The Unhealthy Ports view shows all the unhealthy nodes in the fabric and the OpenSM health policy of the healthy/unhealthy nodes.

After the Subnet Manager examines the behavior of subnet nodes (switches and hosts) and discovers that a node is “unhealthy” according to the conditions specified below, the node is displayed in the Unhealthy Ports window. Once a node is declared as “unhealthy”, Subnet Manager can either ignore, report, isolate or disable the node. The user is provided with the ability to control the actions performed and the phenomena that declares a node “unhealthy." Moreover, the user can “clear” nodes that were previously marked as “unhealthy."

The information is displayed in a tabular form and includes the unhealthy port’s state, source node, source port, source port GUID, peer node, peer port, peer GUID, peer LID, condition, and status time.

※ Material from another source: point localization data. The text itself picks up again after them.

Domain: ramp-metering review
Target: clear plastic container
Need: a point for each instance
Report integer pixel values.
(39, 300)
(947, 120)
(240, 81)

Warning The feature requires OpenSM parameter hm_unhealthy_ports_checks to be set to TRUE (default).

Warning This feature is not available in the "Monitoring Only Mode."

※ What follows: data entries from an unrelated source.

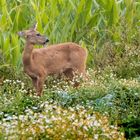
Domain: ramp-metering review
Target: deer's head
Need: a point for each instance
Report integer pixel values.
(33, 36)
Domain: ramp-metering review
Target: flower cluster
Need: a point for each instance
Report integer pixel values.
(55, 122)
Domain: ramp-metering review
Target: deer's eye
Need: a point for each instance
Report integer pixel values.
(38, 34)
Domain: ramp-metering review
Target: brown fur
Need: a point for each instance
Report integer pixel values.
(56, 59)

The following are the conditions that would declare a node as “unhealthy”:

Reboot - If a node was rebooted more than 10 times during last 900 seconds

Flapping - If several links of the node found in Initializing state in 5 out of 10 previous sweeps

Unresponsive - A port that does not respond to one of the SMPs and the MAD status is TIMEOUT in 5 out of 7 previous SM sweeps

Noisy Node - If a node sends traps 129, 130 or 131 more than 250 traps with interval of less than 60 seconds between each two traps

Seterr - If a node respond with bad status upon SET SMPs (PortInfo, SwitchInfo, VLArb, SL2VL or Pkeys)

Illegal - If illegal MAD fields are discovered after a check for MADs/fields during receive_process

Manual - Upon user request mark the node as unhealthy/healthy

Link Level Retransmission (LLR) – Activated when retransmission-per-second counter exceeds its threshold

All conditions except LLR generate Unhealthy port event, LLR generates a High Data retransmission event.

To clear a node from the Unhealthy Ports Tab, do the following:

Go to the Unhealthy Ports window under Managed Elements. From the Unhealthy Ports table, right click the desired port it and mark it as healthy.



To mark a node as permanently healthy, do the following:

Open the /opt/ufm/files/conf/health-policy.conf.user_ext file. Enter the node and the port information and set it as "Healthy." Run the /opt/ufm/scripts/sync_hm_port_health_policy_conf.sh script.